Responding to Market Concerns about the Trusted Exchange of Student Data
CIOs and platform providers have security-related concerns about sensitive and personally identifiable information (PII) being passed between platforms and tools. Older security frameworks have demonstrated vulnerabilities. 1EdTech Consortium members—over 880 leading school districts, higher education institutions, states, and edtech solution providers—are leading efforts to improve student privacy and security by adopting the new 1EdTech Security Framework.
Learning Tools Interoperability® (LTI®) 1.3 and LTI Advantage are the first 1EdTech standards to leverage the new security model. Beyond the privacy and security benefits, LTI 1.3 has a more straightforward upgrade path than other versions. It also has the full support and endorsement of major platform providers.
See the digital teaching and learning tools and platforms certified for LTI 1.3 in the TrustEd Apps Directory.
LTI 1.3 Has Better Security
The 1EdTech Security Framework adopts the industry standard protocol IETF OAuth 2.0 for authentication services along with JSON Web Tokens (JWT) for secure message signing and adopts the Open ID Connect workflow paradigm.
- Agile—Tools and platforms can leverage up-to-date OAuth 2.0 libraries and common industry standard practices in their implementations, which accelerates their development.
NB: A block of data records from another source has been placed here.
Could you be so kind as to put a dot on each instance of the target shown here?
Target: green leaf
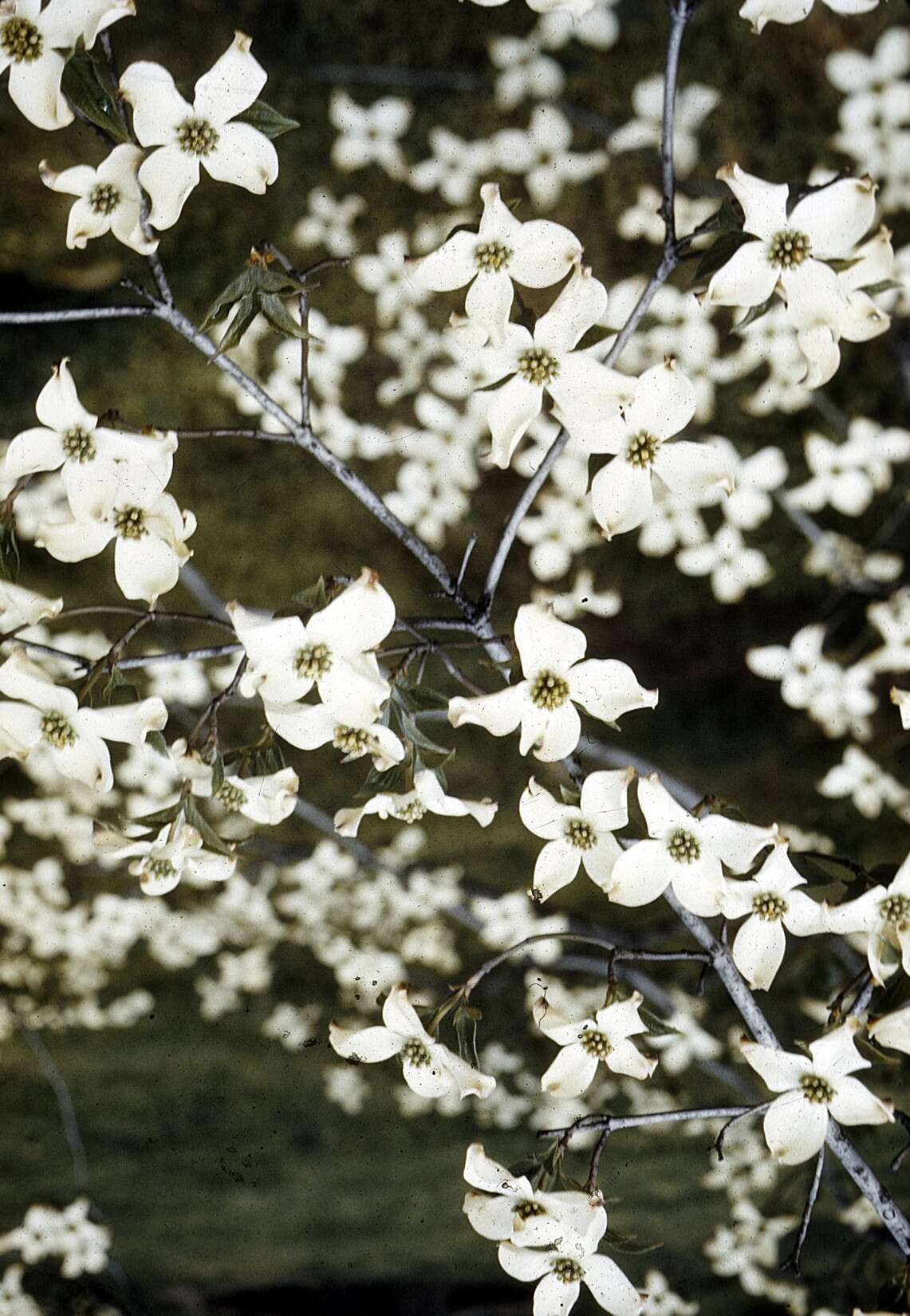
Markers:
(266, 120)
(87, 87)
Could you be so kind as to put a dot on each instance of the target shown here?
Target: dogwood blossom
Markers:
(555, 678)
(561, 1271)
(206, 133)
(427, 797)
(505, 1207)
(813, 1089)
(333, 652)
(73, 441)
(34, 44)
(685, 852)
(535, 254)
(108, 200)
(38, 715)
(176, 852)
(663, 404)
(577, 834)
(772, 904)
(587, 1042)
(429, 1067)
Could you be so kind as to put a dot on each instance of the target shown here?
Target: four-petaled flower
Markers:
(203, 133)
(577, 833)
(535, 254)
(812, 1090)
(555, 680)
(429, 1067)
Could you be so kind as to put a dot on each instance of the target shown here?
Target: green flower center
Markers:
(580, 834)
(198, 137)
(78, 445)
(313, 661)
(492, 255)
(549, 690)
(684, 848)
(770, 907)
(232, 797)
(816, 1090)
(896, 911)
(158, 868)
(538, 366)
(569, 1271)
(58, 731)
(22, 41)
(596, 1044)
(131, 522)
(411, 812)
(416, 1053)
(104, 198)
(642, 449)
(788, 249)
(352, 741)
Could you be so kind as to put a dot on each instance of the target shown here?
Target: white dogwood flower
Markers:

- Flexible—A modernized security model that is independent of the core spec, allowing for the evolution of security without driving change into the core. Likewise, core changes can evolve without impacting security.
- Protected Launch—OAuth 2.0 is an established industry model leveraging HTTPS (using TLS) encryption in place of the complex cryptographic signatures required in OAuth 1.0.
- Mobile Ready—The model is independent of web browsers, a better solution for server-to-server, native desktop and mobile applications.
- Scalable—OAuth 2.0 scales better, supporting separate roles and servers for authorization versus resource servers handling API calls.
- Robust—OAuth 2.0 libraries are actively maintained and have a strong community of use and stability.
A Simpler Upgrade Path
As a specification, LTI 1.3 is based upon LTI 1.1, the LTI version adopted by the vast majority of LTI implementations today; therefore, LTI 1.3 is more compatible with LTI 1.1 services and messages and provides a simpler upgrade path for most implementers.
More Secure than Custom, Non-LTI, and Early LTI Versions
To achieve 1EdTech certification and maintain compliance, each tool must recertify annually. This process verifies the proper operation of the security and the data transfer processes against a conformance specification. Tools and platforms that pass LTI 1.3 certification have demonstrated operational compliance with OAuth 2.0 and JWT message signing protocols. Non-standard or older implementations of LTI that use proprietary security schemes or OAuth 1.0 variations have known risks or vulnerabilities requiring much deeper, time-consuming security evaluations. LTI 1.3 and LTI Advantage certification provides peace of mind to administrative and security officers alike.
New Single-Registration Option
The updated security comes with a cost, as management of public/private keys can be an additional step for tool providers. However, this is offset by the fact that OAuth 2.0 does not require special message signing and is a well-understood protocol in the market, so the developer learning curve should be lower. And, it appears most platforms will be adopting LTI 1.3 in such a way that offers workflows to simplify processes for tools and for their users. For example, in many cases, it will be possible for a tool to register once globally with a platform allowing implementers to adopt the tool without requiring additional communication with the tool provider; e.g., Tool X can register with an LMS once, and users of the LMS will be able to easily find and adopt the tool without having to contact Tool X for keys or configuration information.
LTI Advantage is Based on LTI 1.3
LTI Advantage is a set of three LTI services based on the core LTI 1.3 specification that makes it easier for faculty to build, manage, and offer courses with a premium user experience while providing world-class security. The availability of specific features is based solely on the platform and tools in use. The current LTI Advantage services include:
- Assignment and Grade Services seamlessly syncs grades, progress, and comments from multiple sources into an LMS platform’s gradebook, greatly reducing faculty effort and the chance of errors.
- Deep Linking supports a natural and efficient user workflow between a learning object repository or content tool and the LMS platform when developing courses and programs, again saving teachers’ time.
- Names and Role Provisioning Services securely shares course roster/enrollment information with the requesting tool to enhance users’ experiences and provide administrators a basis for who has used the tool and, importantly, who has not.
Each of these services requires the new and improved security model available with LTI 1.3, enabling the foundation for a better, more secure user experience.